ChatGPT for Real Estate

The long-anticipated ChatGPT and Whisper APIs were released on March 1, 2023, giving developers access to cutting-edge language and speech-to-text capabilities:
"Through a series of system-wide optimizations, we’ve achieved 90% cost reduction for ChatGPT since December; we’re now passing through those savings to API users. Developers can now use our open-source Whisper large-v2 model in the API with much faster and cost-effective results. ChatGPT API users can expect continuous model improvements and the option to choose dedicated capacity for deeper control over the models. We’ve also listened closely to feedback from our developers and refined our API terms of service to better meet their needs." – OpenAI
The new ChatGPT API calls gpt-3.5-turbo, the same model used in their ChatGPT product. It’s their best model for many non-chat use cases. AI is the most significant platform shift that will bring a new wave of innovation and disruption to every industry far and wide. I've been experimenting with how this technology could be applied to real estate, beyond the already ubiquitous automated listing descriptions. 
One useful outcome I discovered with ChatGPT was learning how to query a RETS server for a listing photo's object attributes, considering RETS is an archaic technology. Storing thousands of photos on a service like Amazon S3 can become costly, and is a strain on an application's resources. I entered a prompt in ChatGPT: "How do I request the photo URL from the RETS API in Ruby", and it brilliantly suggested one line of code that I could implement to access photos directly from the original storage location.
Rets::Client.new.objects(
  '*',
  resource: 'Property',
  object_type: 'Photo',
  resource_id: sysid,
  location: 1
)
The new Chat API is priced at $0.002 per 1K tokens, which is 10x cheaper than the existing GPT-3.5 models. Data submitted to OpenAPI is not used for training, and they have a 30-day retention policy. Code completions are one of the many incredible responses from the API, but adjusting the inputs enables you to realize the true potential this tool has to offer.

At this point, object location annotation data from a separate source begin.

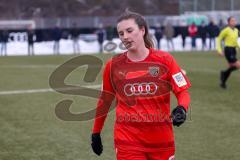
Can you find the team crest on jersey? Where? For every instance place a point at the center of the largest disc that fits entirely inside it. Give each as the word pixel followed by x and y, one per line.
pixel 154 71
pixel 179 79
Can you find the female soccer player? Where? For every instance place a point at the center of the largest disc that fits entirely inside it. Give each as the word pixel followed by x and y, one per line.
pixel 230 36
pixel 141 80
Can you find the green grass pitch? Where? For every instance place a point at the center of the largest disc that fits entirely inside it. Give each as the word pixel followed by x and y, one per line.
pixel 30 130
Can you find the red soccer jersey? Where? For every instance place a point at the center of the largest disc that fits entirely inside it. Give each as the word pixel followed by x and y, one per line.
pixel 142 90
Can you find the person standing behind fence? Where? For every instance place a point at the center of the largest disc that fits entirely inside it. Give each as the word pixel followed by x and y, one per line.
pixel 31 39
pixel 192 31
pixel 101 36
pixel 57 33
pixel 230 37
pixel 158 35
pixel 75 38
pixel 203 34
pixel 184 34
pixel 4 40
pixel 169 33
pixel 213 31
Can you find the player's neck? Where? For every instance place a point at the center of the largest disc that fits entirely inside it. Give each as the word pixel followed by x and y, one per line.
pixel 138 55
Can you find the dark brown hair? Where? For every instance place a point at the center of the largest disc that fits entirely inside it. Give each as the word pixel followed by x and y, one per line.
pixel 141 22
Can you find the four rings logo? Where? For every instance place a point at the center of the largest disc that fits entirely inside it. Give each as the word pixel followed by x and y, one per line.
pixel 136 89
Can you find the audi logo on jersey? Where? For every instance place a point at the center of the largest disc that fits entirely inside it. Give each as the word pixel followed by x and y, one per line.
pixel 136 89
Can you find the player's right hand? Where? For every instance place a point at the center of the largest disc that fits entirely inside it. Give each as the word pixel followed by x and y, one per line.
pixel 97 146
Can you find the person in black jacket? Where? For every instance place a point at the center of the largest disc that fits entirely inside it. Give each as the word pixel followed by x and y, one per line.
pixel 101 36
pixel 203 34
pixel 75 38
pixel 4 40
pixel 57 33
pixel 31 39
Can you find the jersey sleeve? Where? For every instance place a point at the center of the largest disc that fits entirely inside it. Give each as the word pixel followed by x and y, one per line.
pixel 178 79
pixel 105 100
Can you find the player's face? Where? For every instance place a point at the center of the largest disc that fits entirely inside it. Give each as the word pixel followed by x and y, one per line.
pixel 130 34
pixel 232 22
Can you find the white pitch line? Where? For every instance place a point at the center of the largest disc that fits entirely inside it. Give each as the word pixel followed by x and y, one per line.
pixel 44 90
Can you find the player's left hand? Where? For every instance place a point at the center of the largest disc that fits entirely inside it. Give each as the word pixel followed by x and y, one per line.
pixel 178 116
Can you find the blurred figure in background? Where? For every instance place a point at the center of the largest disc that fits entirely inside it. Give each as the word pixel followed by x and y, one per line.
pixel 158 35
pixel 57 33
pixel 169 33
pixel 31 39
pixel 213 32
pixel 192 31
pixel 75 38
pixel 203 34
pixel 4 40
pixel 184 33
pixel 230 37
pixel 101 36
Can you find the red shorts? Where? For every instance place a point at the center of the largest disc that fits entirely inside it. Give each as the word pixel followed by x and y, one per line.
pixel 140 155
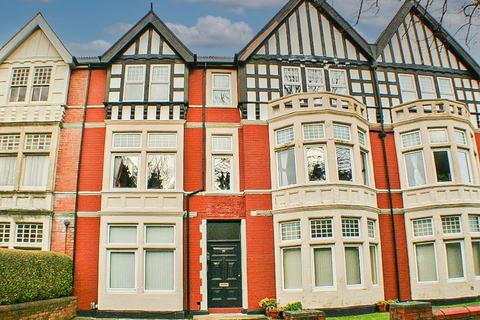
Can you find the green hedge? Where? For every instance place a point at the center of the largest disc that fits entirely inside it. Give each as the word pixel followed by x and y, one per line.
pixel 34 275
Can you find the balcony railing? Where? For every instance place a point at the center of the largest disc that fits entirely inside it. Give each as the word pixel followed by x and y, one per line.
pixel 40 113
pixel 308 102
pixel 430 108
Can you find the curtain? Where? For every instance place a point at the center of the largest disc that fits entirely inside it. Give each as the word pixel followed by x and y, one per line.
pixel 122 234
pixel 323 267
pixel 415 169
pixel 476 257
pixel 159 234
pixel 352 261
pixel 159 270
pixel 426 262
pixel 36 171
pixel 454 260
pixel 122 270
pixel 292 268
pixel 373 263
pixel 8 171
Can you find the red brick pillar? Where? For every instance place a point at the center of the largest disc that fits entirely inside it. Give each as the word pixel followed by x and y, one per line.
pixel 411 310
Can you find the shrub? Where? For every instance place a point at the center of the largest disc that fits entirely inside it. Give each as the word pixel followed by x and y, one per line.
pixel 34 275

The main input is the messages parameter, which takes an array of objects with role and content key/value pairs. There are 3 roles you can program for a more accurate response: system, assistant, and user. Conversations can be as short as 1 message or fill many pages. Typically, a conversation is formatted with a system message first, followed by alternating user and assistant roles.
[
  {
    role: "system",
    content: 'You are a helpful real estate agent.'
  },
  {
    role: "system",
    content: @listing.as_json.compact_blank.to_json
  },
  {
    role: "assistant",
    content: @assistant.to_json
  },
  {
    role: "user",
    content: @prompt.to_s
  }
]
For the chat to have a real estate context, I added a system message to set the behaviour of the agent. gpt-3.5-turbo currently doesn't always pay strong attention to system messages, but future models will be trained to do so. The next system message is where it gets really interesting. A typical MLS® real estate listing has about ~250 attributes—many of them blank, and if you include them in the API call it will count as a token (pieces of words used for natural language processing) and run up your model usage fairly quickly.
It's important to first omit any empty fields and only supply those that are relevant to the request. With a more specific set of input data, the user can enter a prompt about a particular listing and get a response that analyzes and incorporates all the listing fields. You can ask ChatGPT a variety of real estate related questions such as:
  • What are the demographics in the area?
  • What are the lot dimensions?
  • How close is this area to Downtown?
  • What is leasehold pre-paid strata?
  • What is the monthly payment including property taxes and strata fees?